1. Channel: Uncovering the User’s Perspective
One of the primary limitations of online A/B testing is understanding the reasons behind user preferences for one option over another. Often, the choice between options A and B is not explicitly justified, leaving experimenters to speculate about user behavior. In scientific research, we call this the "channel," the reasoning explaining the rationale for the causal effect. Imagine that your option B incorporates an additional feature on the checkout page (e.g. recommendations for similar products or products bought together). You observe a drop in purchases with option B and hence conclude that it was a bad idea. However, a more careful analysis revealed that actually, the time to load the page for option B was longer. Now you have basically two differences: the content and the waiting time. Hence, back to the concept of causality, you don’t know what drives the choice; the two are confounded. If you think that loading time is marginal, think again: _" […] experiments at Amazon showed a 1% sales decrease for an additional 100msec, and that a specific experiments at Google, which increased the time to display search results by 500 msecs reduced revenues by 20%" (_Kohavi et al. (2007))
Solutions: First, to mitigate this limitation, incorporating additional survey questions can provide valuable insights into users’ motivations and hence minimize the risk of biased interpretations. Second, trying to avoid having several differences helps to pin down the cause (e.g. having the same loading time).
2. Short-Term vs. Long-Term Impact: Beyond Immediate Results
When conducting an online A/B test, it is essential to consider the potential long-term effects of the chosen metric.
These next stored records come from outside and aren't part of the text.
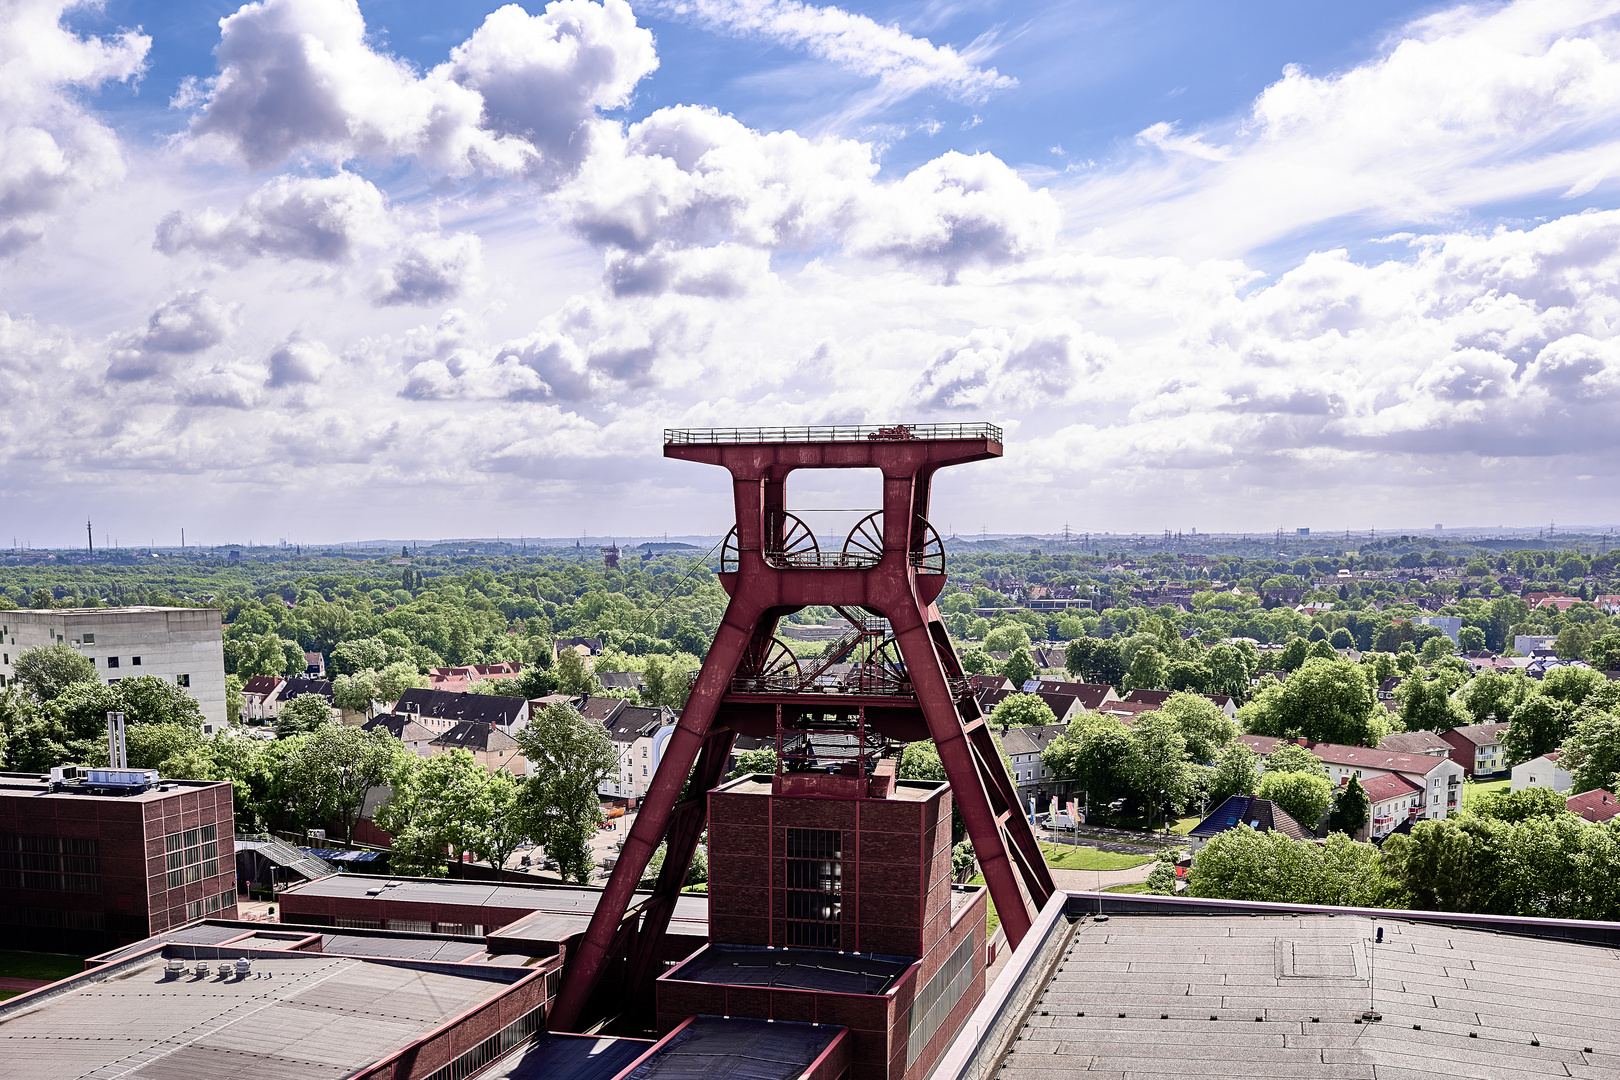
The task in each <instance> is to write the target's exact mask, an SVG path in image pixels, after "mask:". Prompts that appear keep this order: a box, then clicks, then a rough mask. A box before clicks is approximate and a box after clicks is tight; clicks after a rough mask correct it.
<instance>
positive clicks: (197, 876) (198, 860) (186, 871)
mask: <svg viewBox="0 0 1620 1080" xmlns="http://www.w3.org/2000/svg"><path fill="white" fill-rule="evenodd" d="M164 852H165V861H167V866H165V868H167V871H168V887H170V889H180V887H183V886H186V884H190V882H193V881H203V879H204V878H217V876H219V826H203V827H199V829H183V831H180V832H170V834H168V836H165V837H164Z"/></svg>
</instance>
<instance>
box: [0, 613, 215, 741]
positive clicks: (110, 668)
mask: <svg viewBox="0 0 1620 1080" xmlns="http://www.w3.org/2000/svg"><path fill="white" fill-rule="evenodd" d="M220 628H222V620H220V612H219V610H215V609H212V607H65V609H42V610H0V640H3V644H0V680H3V682H6V683H10V682H11V678H13V675H15V674H16V667H15V665H16V657H18V654H19V653H23V651H26V649H32V648H39V646H44V644H71V646H73V648H76V649H78V651H81V653H83V654H84V656H87V657H89V659H91V661H94V662H96V674H97V675H100V678H102V682H105V683H115V682H118V680H120V678H131V677H134V675H157V677H159V678H164V680H165V682H172V683H175V685H178V687H183V688H185V690H186V693H190V695H191V696H193V698H196V699H198V704H199V706H201V708H203V721H204V722H206V724H207V725H209V727H211V729H212V730H219V729H220V727H224V725H225V644H224V638H222V636H220Z"/></svg>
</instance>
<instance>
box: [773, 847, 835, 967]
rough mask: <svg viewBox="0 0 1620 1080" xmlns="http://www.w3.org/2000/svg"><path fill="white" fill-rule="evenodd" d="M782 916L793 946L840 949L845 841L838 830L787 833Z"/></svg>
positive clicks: (811, 947)
mask: <svg viewBox="0 0 1620 1080" xmlns="http://www.w3.org/2000/svg"><path fill="white" fill-rule="evenodd" d="M786 855H787V858H786V868H784V870H786V886H787V887H786V891H784V892H782V915H784V918H786V920H787V942H786V944H789V946H805V947H810V949H838V947H839V921H841V918H842V891H844V861H842V860H844V837H842V832H839V831H838V829H787V850H786Z"/></svg>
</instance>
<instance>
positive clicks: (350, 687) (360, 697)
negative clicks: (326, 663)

While short-term objectives, such as click-through rates or immediate conversions, may seem favorable initially, they could have adverse consequences in the long run. For example, employing clickbait strategies may yield quick views and impressions, but they might negatively impact the audience’s perception and your credibility over time.
Solution: It is crucial to measure multiple metrics that assess both short-term and long-term impact. By evaluating a comprehensive range of indicators, organizations can make more informed decisions and avoid myopic optimization strategies. Long-term impact metrics could include satisfaction evaluation and audience retention (e.g. time of a video watched or time spent reading an article). That being said, it is not trivial to assess those.
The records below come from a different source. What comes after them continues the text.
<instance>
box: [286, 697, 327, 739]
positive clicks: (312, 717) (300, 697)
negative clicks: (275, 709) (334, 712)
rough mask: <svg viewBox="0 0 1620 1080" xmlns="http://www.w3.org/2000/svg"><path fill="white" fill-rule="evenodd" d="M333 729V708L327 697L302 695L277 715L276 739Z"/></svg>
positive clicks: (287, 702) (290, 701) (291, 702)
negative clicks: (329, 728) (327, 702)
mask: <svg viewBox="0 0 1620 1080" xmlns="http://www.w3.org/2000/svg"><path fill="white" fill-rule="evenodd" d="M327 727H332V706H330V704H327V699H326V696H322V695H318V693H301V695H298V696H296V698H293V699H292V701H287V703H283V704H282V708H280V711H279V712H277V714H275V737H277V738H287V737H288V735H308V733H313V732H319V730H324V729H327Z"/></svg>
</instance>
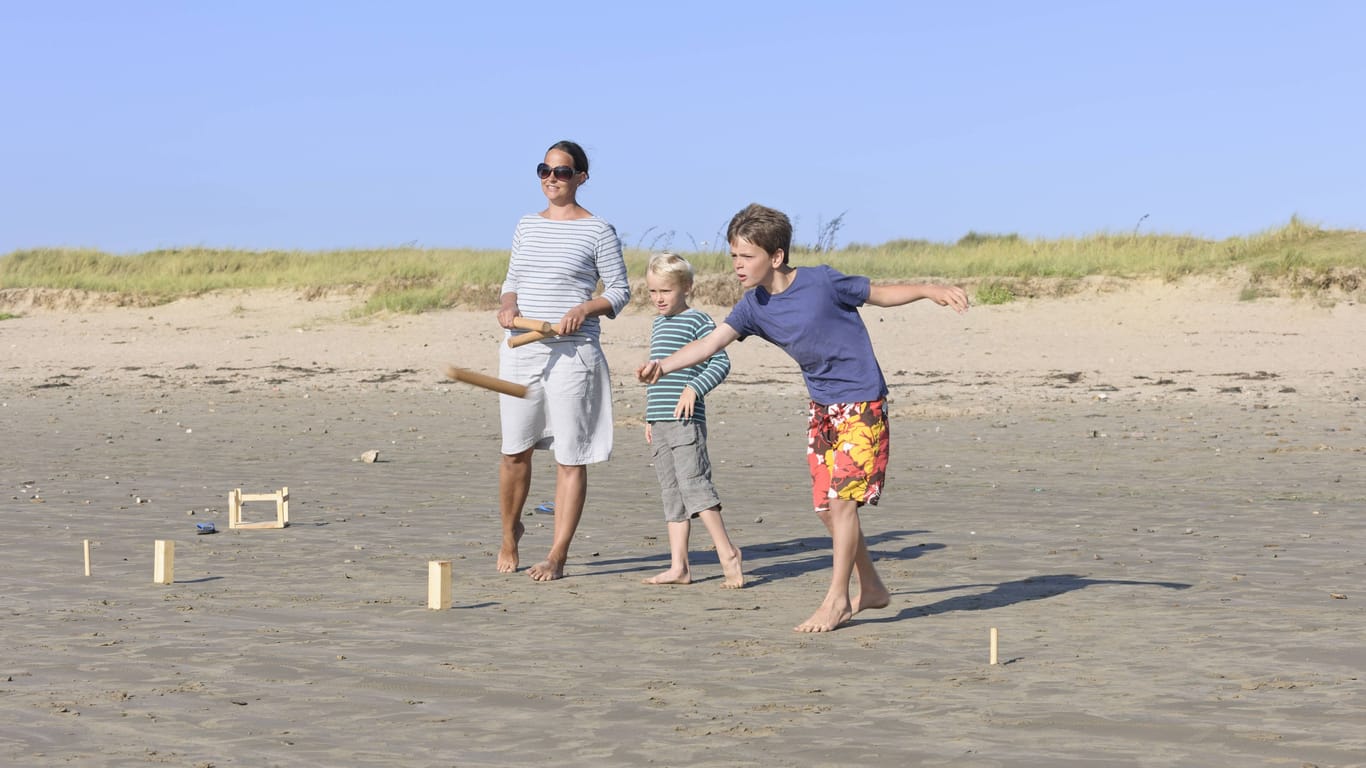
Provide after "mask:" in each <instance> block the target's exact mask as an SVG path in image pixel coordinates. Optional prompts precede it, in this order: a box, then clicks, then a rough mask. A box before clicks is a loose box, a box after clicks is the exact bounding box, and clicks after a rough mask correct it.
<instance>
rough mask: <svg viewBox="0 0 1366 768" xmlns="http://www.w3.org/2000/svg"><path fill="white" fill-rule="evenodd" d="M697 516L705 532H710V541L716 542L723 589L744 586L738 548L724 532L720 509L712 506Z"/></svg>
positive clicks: (723, 524) (739, 587) (727, 534)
3. Primacy and Newness Effects: The Influence of Novelty
Two related limitations arise from the influence of novelty in online A/B testing: primacy and newness effects. Primacy effect refers to the fact that experienced users might be confused or lost when encountering a change, such as a button’s placement or color alteration. Conversely, newness effect occurs when users are tempted to interact with a new feature due to its novelty, but this effect may fade quickly. These effects are particularly prevalent in platforms where users have regular interactions, such as social media.
Solution: It is recommended to run experiments over several weeks, observing how the effects change over time. By monitoring the fluctuating user behavior, experimenters can gain a more comprehensive understanding of the long-term impact of their changes.
Conclusion:
While online A/B testing offers a valuable tool for data-driven decision-making, it is crucial to consider at least those three potential issues. By considering the channel through which users engage, measuring both short-term and long-term impacts, and accounting for primacy and newness effects, organizations can enhance the reliability and validity of their A/B testing results. This is just the tip of the iceberg and I invite you to read further: Kohavi, R., Henne, R. M., & Sommerfield, D. (2007, August). Practical guide to controlled experiments on the web: listen to your customers not to the hippo. In Proceedings of the 13th ACM SIGKDD international conference on Knowledge discovery and data mining (pp. 959–967).